All the blood ran to my feet and I thought my knees would give way. Luckily, Dr Shivershev still had hold of my arm.
‘Are you well enough to get home?’ he said. He must have felt my trembling.
‘I’m fine. I’m only tired. I think I shall go home and rest.’
‘Of course. It can’t have been easy speaking about all this. Try to be calm, please. Everything will work out, you’ll see.’ He glanced at my face and saw that my eyes were fixed on the new specimen. ‘Ah, I forget that you are a fellow medic! So of course you have noticed my latest addition.’
With my arm still in his grip, he guided me over to examine it.
‘This is an amazing piece, quite artfully removed. What we are looking at here is a uterus during pregnancy. The foetus is perfectly intact and, I think, between fourteen to sixteen weeks. Isn’t it spectacular?’ He pointed a stubby finger. ‘That part there is the placenta. It’s beautiful, really, don’t you think? Women truly are creators – look what they can grow inside them. No one can replicate their gift. It’s fascinating.’
He stared at it as if it were a piece of art. He really did believe it was beautiful – his eyes glistened and I’d never seen him so in awe. For my part, I felt nauseous. Sicker than sick. Mabel had been around that stage in her pregnancy when I’d passed her on to her abortionist. Was it possible that we were admiring the baby that had been cut from Mabel? My whole body quivered at this horrific thought. Was my grip on reality so weak that I had delivered Mabel into the hands of someone who had then carved her insides out? Had I done this? My mind was so thick with fog, I simply couldn’t think straight or sensibly.
‘Where did you get it?’ I said.
‘From a dealer in a coffee house. You’d be surprised what you can buy in such places.’
‘I doubt I’d be surprised, Doctor, not by that,’ I said. I looked along the rest of the shelves, filled with organs split in half, body parts, veins and arteries filled with wax. The shelves were cluttered with every part that could have been extracted; still, sombre and silent, like my women were now. Yet they had all belonged to living creatures with aspirations and fears. ‘What is it about these specimens that fascinates you so? You must have seen many cadavers opened up, why keep collecting?’
‘Didn’t you ever find the carcass of an animal and poke it with a stick as a child?’ asked Dr Shivershev, almost before I’d finished talking. He turned to look at me and smiled. ‘I am willing to wager that you did, Mrs Lancaster.’
‘Yes, I’m sure I did.’
‘Well, you tell me, what compelled you to keep poking, to keep looking, to roll the carcass over and see what was on the inside?’

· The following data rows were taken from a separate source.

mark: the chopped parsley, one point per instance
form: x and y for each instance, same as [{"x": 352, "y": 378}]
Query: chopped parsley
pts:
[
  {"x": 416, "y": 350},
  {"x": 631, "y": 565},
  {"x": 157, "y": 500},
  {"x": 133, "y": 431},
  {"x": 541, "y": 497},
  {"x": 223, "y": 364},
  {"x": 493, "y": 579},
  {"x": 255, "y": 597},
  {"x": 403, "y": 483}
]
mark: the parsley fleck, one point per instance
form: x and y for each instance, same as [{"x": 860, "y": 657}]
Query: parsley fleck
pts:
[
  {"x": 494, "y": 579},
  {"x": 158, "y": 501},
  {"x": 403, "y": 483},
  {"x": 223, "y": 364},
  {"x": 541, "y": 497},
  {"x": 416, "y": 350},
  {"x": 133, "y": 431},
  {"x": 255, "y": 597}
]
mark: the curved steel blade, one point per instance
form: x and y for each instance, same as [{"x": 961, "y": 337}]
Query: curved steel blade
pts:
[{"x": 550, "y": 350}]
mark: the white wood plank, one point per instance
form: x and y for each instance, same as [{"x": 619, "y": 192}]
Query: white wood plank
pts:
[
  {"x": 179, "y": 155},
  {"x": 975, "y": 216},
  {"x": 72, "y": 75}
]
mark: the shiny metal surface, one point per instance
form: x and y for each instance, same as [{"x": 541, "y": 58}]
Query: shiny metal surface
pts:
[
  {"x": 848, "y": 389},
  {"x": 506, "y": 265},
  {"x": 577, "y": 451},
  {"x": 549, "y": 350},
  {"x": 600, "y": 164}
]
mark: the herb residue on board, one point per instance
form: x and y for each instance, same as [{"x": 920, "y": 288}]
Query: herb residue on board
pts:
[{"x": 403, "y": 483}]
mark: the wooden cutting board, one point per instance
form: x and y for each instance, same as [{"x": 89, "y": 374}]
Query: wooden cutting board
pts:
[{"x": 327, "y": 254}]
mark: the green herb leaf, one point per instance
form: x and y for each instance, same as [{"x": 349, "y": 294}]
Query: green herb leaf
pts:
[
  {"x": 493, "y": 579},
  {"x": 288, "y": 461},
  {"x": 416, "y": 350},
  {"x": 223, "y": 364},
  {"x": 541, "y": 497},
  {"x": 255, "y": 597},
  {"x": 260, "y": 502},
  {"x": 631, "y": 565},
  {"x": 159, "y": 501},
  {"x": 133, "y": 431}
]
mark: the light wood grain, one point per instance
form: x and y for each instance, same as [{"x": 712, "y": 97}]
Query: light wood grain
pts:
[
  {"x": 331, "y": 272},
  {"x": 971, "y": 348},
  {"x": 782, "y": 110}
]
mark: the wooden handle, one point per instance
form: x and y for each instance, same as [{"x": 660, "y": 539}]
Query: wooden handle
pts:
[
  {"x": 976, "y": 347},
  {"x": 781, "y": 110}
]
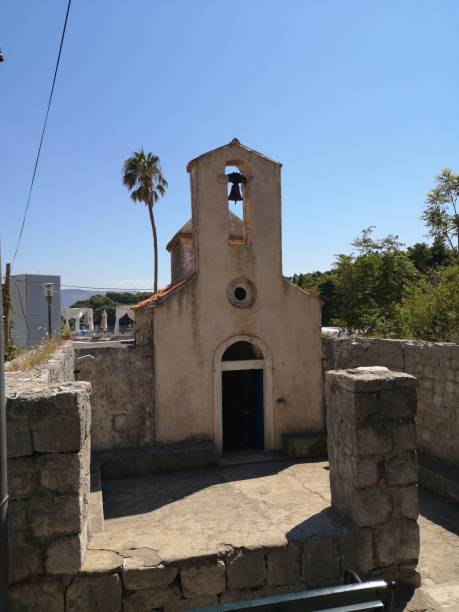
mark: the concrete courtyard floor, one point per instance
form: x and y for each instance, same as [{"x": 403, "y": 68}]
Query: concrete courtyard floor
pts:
[{"x": 170, "y": 517}]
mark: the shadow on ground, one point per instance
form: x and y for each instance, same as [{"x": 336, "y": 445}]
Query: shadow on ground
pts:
[{"x": 133, "y": 496}]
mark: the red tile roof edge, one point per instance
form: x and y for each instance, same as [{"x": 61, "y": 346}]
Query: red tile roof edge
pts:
[{"x": 165, "y": 291}]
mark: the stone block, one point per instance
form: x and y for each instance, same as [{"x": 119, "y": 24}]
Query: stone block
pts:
[
  {"x": 94, "y": 594},
  {"x": 321, "y": 561},
  {"x": 40, "y": 595},
  {"x": 402, "y": 469},
  {"x": 19, "y": 438},
  {"x": 399, "y": 403},
  {"x": 17, "y": 515},
  {"x": 177, "y": 605},
  {"x": 56, "y": 515},
  {"x": 269, "y": 590},
  {"x": 405, "y": 436},
  {"x": 64, "y": 472},
  {"x": 406, "y": 501},
  {"x": 283, "y": 566},
  {"x": 203, "y": 579},
  {"x": 139, "y": 575},
  {"x": 366, "y": 473},
  {"x": 368, "y": 507},
  {"x": 369, "y": 379},
  {"x": 397, "y": 542},
  {"x": 357, "y": 550},
  {"x": 237, "y": 595},
  {"x": 25, "y": 558},
  {"x": 60, "y": 417},
  {"x": 246, "y": 569},
  {"x": 147, "y": 600},
  {"x": 66, "y": 555},
  {"x": 101, "y": 562},
  {"x": 374, "y": 438},
  {"x": 22, "y": 478}
]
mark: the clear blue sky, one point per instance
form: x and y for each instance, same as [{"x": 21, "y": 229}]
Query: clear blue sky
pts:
[{"x": 358, "y": 100}]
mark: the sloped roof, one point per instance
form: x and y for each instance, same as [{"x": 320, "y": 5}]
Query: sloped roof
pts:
[
  {"x": 162, "y": 293},
  {"x": 234, "y": 142},
  {"x": 186, "y": 231}
]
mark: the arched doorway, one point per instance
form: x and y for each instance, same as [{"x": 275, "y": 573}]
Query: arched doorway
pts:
[{"x": 243, "y": 395}]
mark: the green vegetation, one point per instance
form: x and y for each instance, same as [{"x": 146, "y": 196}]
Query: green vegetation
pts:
[
  {"x": 27, "y": 360},
  {"x": 109, "y": 302},
  {"x": 441, "y": 209},
  {"x": 142, "y": 175},
  {"x": 381, "y": 289}
]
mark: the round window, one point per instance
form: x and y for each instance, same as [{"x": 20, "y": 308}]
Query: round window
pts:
[{"x": 241, "y": 293}]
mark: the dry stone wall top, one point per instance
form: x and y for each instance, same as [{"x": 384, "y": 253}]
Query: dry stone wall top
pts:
[
  {"x": 373, "y": 464},
  {"x": 435, "y": 365}
]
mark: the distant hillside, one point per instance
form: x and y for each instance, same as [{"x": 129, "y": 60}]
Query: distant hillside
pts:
[{"x": 70, "y": 296}]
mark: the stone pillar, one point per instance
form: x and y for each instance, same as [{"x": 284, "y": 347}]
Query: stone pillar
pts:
[
  {"x": 48, "y": 464},
  {"x": 373, "y": 465}
]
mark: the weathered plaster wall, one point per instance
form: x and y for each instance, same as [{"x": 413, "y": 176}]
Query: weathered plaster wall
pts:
[
  {"x": 191, "y": 324},
  {"x": 436, "y": 365},
  {"x": 48, "y": 473},
  {"x": 122, "y": 395}
]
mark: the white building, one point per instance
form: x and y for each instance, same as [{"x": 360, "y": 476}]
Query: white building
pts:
[{"x": 30, "y": 308}]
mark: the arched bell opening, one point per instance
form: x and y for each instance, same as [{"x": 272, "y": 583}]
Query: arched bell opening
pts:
[
  {"x": 237, "y": 176},
  {"x": 243, "y": 396}
]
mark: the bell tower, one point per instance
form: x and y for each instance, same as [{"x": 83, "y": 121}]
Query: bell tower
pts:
[{"x": 220, "y": 252}]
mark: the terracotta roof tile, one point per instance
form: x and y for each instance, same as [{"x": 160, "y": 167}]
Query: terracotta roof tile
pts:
[{"x": 162, "y": 293}]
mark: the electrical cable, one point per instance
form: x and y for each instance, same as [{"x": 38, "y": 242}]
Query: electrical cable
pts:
[
  {"x": 42, "y": 136},
  {"x": 122, "y": 289}
]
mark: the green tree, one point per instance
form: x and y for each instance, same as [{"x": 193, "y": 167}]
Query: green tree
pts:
[
  {"x": 322, "y": 284},
  {"x": 371, "y": 283},
  {"x": 441, "y": 209},
  {"x": 426, "y": 257},
  {"x": 430, "y": 310},
  {"x": 143, "y": 176}
]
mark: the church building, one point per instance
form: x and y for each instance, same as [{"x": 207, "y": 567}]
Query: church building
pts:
[{"x": 236, "y": 346}]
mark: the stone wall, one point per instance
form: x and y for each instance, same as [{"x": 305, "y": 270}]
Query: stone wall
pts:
[
  {"x": 48, "y": 430},
  {"x": 110, "y": 582},
  {"x": 373, "y": 464},
  {"x": 436, "y": 365},
  {"x": 59, "y": 368},
  {"x": 121, "y": 379}
]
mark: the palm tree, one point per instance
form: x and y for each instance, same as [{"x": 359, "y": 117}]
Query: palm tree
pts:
[{"x": 143, "y": 176}]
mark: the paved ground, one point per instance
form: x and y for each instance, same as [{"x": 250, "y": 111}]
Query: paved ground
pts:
[{"x": 186, "y": 514}]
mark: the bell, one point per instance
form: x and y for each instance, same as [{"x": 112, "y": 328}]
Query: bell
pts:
[{"x": 235, "y": 193}]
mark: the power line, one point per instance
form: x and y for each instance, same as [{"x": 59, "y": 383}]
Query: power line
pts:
[
  {"x": 23, "y": 280},
  {"x": 42, "y": 135}
]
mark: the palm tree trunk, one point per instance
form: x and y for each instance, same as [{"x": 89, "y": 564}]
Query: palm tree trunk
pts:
[{"x": 155, "y": 247}]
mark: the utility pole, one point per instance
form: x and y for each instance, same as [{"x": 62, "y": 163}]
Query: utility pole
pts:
[
  {"x": 48, "y": 289},
  {"x": 6, "y": 314},
  {"x": 4, "y": 599}
]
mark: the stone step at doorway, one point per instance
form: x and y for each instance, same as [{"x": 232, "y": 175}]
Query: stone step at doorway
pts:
[{"x": 247, "y": 457}]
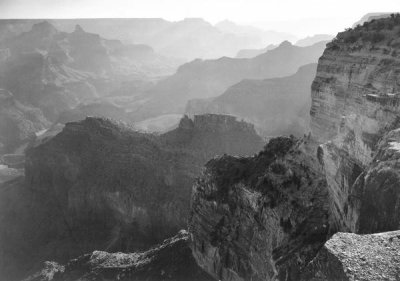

‘Curiosity, intrigue, I wanted to understand…’
‘So you have it,’ he interrupted. ‘You wanted to understand. And understanding is knowledge. Knowledge is progress, it doesn’t always make sense in the beginning, Mrs Lancaster. It can appear grotesque, amoral, perverse. It is difficult to imagine where the curiosity and intrigue will take you, but still, you want to see what’s on the inside because you wish to understand, you wish to know something.’
I thought of my macabre scrawling of the dead women’s last moments, and wondered if somehow, Dr Shivershev was talking about the same compulsion I had found in myself. The execution may be different, but the urges sounded as if they came from a similar place. He continued,
‘And why do we wish to understand, Mrs Lancaster?’
‘I don’t know, I… it is ultimately a selfish pursuit, I think. Perhaps to make ourselves feel better about … something.’
‘I think it is a way of fighting back?’
‘Against what?’
‘Not sure myself, you?’
‘I’m sure I don’t know.’
‘Well, if you find out, please let me know, I’ll spread the word, we can all move straight to confirming what this is all about and leave all the mess and blood and suffering that God seems compelled to throw at us and live in blissful rapture,’ he said.
‘Is she dead?’ I asked.
‘Who?’
Mabel, I nearly said. ‘The mother.’
‘Yes, of course.’ He laughed. ‘That’s the entire uterus.’ He tapped the glass. ‘And the cervix is that part there, it stretches out like the branch of a tree.’
‘How did the mother die?’
‘I have no idea. It was removed at autopsy. Besides, it’s not the mother I feel sympathy for.’
‘Why ever not?’ I looked at him, shocked by his lack of feeling.
‘There’s likely a man somewhere who lost a wife and child in one day. Now, I really must leave, Mrs Lancaster.’